The PEJE conference — with about 25 federations and community foundations participating — focused on building day school endowments through such federation-day school partnerships.

Josh Elkin, executive director of the Boston-based PEJE, had high praise for the MetroWest effort.

“The visionaries of this initiative have made cross-school collaboration a priority, and the focus on enriching each school’s excellence and the needs of middle-income families is exactly what these tough economic times require,” said Elkin, in an e-mail message before the conference. “That community leaders have stepped up to the plate and are already supporting these efforts so generously speaks positively for the whole endeavor and bodes well for the continued vibrancy and vitality of MetroWest Jewish day schools.”

Ambitious challenge

Hirsh said she planned to learn as well as share at the conference.

“There’s a lot of great work going on in Chicago, in Philadelphia, in San Diego. Everyone is tackling issues slightly differently. I’m very much going there as a sponge,” she said. “We have one of the models. It’s not necessarily the best one, but it’s working for us.”

Her talk was to focus on how the local initiative relies on multiple layers of partnerships, she told NJJN before the gathering.

“Our campaign is based on partnerships on many levels: with the Gottesmans” — Jerry and his wife, Paula —“our lead donor family, with the Jewish Community Foundation, with other leading donors, with PEJE, with day school leaders.”

One challenge of such a program, she acknowledged, is its ambition.

“We have to raise funds to secure day school education for the future and make sure it is available and excellent. It will take years and years and decades to do this,” she said. “But it’s an untapped opportunity — the passion and commitment that has developed in the day school community is unparalleled. There are layers of potential supporters in the day school community we are just beginning to tap, including alumni, parents of alumni, and grandparents of alumni.

“The bottom line is, day schools work. They build Jewish continuity and develop young people who are committed Jews and contributors to society.”

Ultimately, the schools will have to rely on themselves, as other private schools do.

“Federations can’t swoop in and do this for day schools alone,” said Hirsh. “They don’t have the capacity. Day schools have to learn how to leverage support within their communities working with federation and donor families.”

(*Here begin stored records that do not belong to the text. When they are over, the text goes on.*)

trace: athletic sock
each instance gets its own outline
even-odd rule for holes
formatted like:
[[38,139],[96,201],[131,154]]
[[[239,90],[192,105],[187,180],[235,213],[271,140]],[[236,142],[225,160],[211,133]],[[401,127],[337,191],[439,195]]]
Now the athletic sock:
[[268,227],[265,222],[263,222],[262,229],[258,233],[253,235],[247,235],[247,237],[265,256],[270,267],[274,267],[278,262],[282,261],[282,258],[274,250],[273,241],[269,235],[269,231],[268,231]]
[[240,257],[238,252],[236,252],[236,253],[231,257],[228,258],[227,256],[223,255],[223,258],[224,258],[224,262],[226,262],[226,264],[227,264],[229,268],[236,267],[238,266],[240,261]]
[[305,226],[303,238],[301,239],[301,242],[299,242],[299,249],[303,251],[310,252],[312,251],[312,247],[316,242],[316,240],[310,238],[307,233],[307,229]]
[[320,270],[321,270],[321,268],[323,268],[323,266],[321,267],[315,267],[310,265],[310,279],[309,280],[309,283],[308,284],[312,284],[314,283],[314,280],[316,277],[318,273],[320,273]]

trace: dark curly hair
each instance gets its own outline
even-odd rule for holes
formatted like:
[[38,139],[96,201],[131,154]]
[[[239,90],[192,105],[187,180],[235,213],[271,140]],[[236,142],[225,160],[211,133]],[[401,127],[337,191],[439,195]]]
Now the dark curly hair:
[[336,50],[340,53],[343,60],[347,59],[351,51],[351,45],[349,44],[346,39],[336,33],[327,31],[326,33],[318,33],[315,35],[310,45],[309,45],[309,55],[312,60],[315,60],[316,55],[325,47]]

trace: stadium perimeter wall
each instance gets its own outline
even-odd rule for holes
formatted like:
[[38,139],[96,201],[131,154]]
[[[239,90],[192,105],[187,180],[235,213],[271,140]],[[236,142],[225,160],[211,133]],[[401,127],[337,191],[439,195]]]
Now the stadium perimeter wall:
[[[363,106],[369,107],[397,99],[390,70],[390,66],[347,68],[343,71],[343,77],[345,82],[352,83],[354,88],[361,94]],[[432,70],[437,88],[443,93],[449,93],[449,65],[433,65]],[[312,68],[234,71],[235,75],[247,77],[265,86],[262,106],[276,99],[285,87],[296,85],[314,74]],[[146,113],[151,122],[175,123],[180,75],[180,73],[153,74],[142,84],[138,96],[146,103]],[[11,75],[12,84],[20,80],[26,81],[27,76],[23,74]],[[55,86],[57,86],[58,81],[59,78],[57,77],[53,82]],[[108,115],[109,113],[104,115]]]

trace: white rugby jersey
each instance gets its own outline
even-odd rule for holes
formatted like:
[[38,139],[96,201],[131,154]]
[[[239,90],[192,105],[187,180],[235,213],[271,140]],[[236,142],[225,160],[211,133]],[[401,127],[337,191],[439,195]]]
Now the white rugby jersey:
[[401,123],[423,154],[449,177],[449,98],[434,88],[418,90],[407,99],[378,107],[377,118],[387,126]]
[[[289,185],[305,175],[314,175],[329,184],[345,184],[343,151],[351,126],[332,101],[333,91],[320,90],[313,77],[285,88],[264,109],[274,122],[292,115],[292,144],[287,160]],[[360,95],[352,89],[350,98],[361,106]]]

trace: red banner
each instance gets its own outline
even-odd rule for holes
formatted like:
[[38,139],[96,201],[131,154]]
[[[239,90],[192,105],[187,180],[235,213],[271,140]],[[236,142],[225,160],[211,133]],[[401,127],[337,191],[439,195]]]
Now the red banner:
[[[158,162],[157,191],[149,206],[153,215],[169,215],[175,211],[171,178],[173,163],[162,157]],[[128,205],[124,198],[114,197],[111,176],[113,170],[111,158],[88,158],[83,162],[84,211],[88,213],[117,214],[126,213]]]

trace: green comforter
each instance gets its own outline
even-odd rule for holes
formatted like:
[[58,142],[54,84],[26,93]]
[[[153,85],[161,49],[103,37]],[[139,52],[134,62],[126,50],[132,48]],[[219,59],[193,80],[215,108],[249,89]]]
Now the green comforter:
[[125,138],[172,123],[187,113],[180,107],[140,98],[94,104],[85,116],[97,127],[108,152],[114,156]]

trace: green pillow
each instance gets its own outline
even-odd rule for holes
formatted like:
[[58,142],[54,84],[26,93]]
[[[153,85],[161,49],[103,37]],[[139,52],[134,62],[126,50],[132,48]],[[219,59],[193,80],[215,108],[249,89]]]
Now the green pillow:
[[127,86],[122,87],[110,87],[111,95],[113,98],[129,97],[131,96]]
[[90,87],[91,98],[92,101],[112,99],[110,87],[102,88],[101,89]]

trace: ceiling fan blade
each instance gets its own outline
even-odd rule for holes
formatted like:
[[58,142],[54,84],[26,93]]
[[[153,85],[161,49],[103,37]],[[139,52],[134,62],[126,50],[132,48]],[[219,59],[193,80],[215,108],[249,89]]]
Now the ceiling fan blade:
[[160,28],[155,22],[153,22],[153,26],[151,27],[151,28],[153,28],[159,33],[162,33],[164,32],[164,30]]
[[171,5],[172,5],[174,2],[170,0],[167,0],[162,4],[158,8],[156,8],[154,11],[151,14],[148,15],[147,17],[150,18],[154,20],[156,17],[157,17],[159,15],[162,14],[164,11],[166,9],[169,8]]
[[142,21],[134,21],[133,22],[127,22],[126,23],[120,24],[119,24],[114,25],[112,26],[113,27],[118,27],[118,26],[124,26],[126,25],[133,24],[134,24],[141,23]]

She suggested day schools look at the endowments of private schools — like the Hotchkiss School in Connecticut, Phillips Exeter Academy in New Hampshire, and Deerfield Academy in Massachusetts — and follow their example.

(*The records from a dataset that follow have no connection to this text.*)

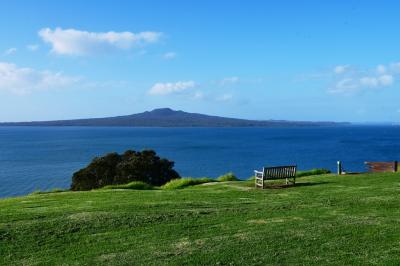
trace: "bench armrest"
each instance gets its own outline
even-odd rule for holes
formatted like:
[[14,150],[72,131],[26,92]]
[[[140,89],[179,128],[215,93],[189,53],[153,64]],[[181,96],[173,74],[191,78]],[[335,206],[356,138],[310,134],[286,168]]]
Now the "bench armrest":
[[260,172],[257,170],[254,170],[254,176],[257,178],[263,178],[264,177],[264,172]]

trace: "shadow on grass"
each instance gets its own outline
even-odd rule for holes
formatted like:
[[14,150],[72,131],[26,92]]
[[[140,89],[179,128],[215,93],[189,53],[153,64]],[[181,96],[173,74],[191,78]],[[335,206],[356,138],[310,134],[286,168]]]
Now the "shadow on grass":
[[311,186],[319,186],[325,185],[332,182],[321,181],[321,182],[303,182],[296,184],[266,184],[264,185],[264,189],[284,189],[284,188],[292,188],[292,187],[311,187]]

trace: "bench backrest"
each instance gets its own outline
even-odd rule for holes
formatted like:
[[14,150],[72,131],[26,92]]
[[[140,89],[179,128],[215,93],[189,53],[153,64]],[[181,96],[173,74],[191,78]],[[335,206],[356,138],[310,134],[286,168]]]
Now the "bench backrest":
[[296,176],[296,165],[264,167],[265,179],[285,179]]
[[368,172],[397,172],[397,161],[395,162],[365,162]]

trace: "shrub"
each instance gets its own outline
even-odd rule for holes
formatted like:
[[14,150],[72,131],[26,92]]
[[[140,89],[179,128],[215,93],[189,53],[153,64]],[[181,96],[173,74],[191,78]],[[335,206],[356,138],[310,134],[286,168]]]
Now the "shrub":
[[[178,179],[179,180],[179,179]],[[142,181],[133,181],[128,184],[122,184],[122,185],[107,185],[103,187],[102,189],[136,189],[136,190],[150,190],[154,189],[153,186],[142,182]]]
[[180,178],[173,167],[174,162],[158,157],[152,150],[109,153],[94,158],[87,167],[75,172],[71,190],[91,190],[133,181],[161,186]]
[[226,173],[226,174],[221,175],[220,177],[218,177],[217,181],[219,181],[219,182],[239,181],[239,179],[232,172],[229,172],[229,173]]
[[216,182],[215,179],[211,179],[208,177],[203,178],[182,178],[182,179],[174,179],[166,183],[162,186],[163,189],[181,189],[185,187],[195,186],[199,184]]
[[331,171],[327,169],[312,169],[308,171],[298,171],[296,174],[296,177],[302,177],[302,176],[310,176],[310,175],[324,175],[324,174],[330,174]]

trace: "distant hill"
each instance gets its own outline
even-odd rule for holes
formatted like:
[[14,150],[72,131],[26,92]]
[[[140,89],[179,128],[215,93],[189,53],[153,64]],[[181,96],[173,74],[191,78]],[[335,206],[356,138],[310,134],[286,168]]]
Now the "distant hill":
[[121,127],[287,127],[287,126],[335,126],[344,123],[307,122],[285,120],[246,120],[210,116],[170,108],[160,108],[143,113],[74,120],[7,122],[0,126],[121,126]]

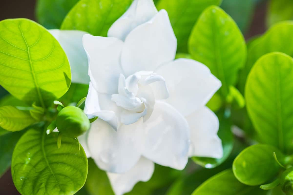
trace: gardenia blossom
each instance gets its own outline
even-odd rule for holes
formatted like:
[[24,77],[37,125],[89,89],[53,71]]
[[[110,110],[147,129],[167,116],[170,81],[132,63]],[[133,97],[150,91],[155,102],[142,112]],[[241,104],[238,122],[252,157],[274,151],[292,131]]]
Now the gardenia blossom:
[[87,61],[78,57],[85,56],[83,36],[90,80],[84,111],[99,118],[79,139],[116,195],[149,180],[154,163],[182,170],[189,157],[222,157],[219,121],[205,106],[221,82],[198,62],[174,60],[168,14],[152,0],[134,0],[108,37],[51,32],[67,55],[73,82],[86,83]]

“You have to build endowment fund-raising into the culture of the school,” Hirsh said. “Over generations, people have been leaving money [to these private schools] in their wills or making major gifts during their lives. Most day schools have not thought of it. They are too busy holding galas to raise money fast enough to turn the lights on, pay their teachers, and give scholarships. But day schools are private schools, and they need to act like it.”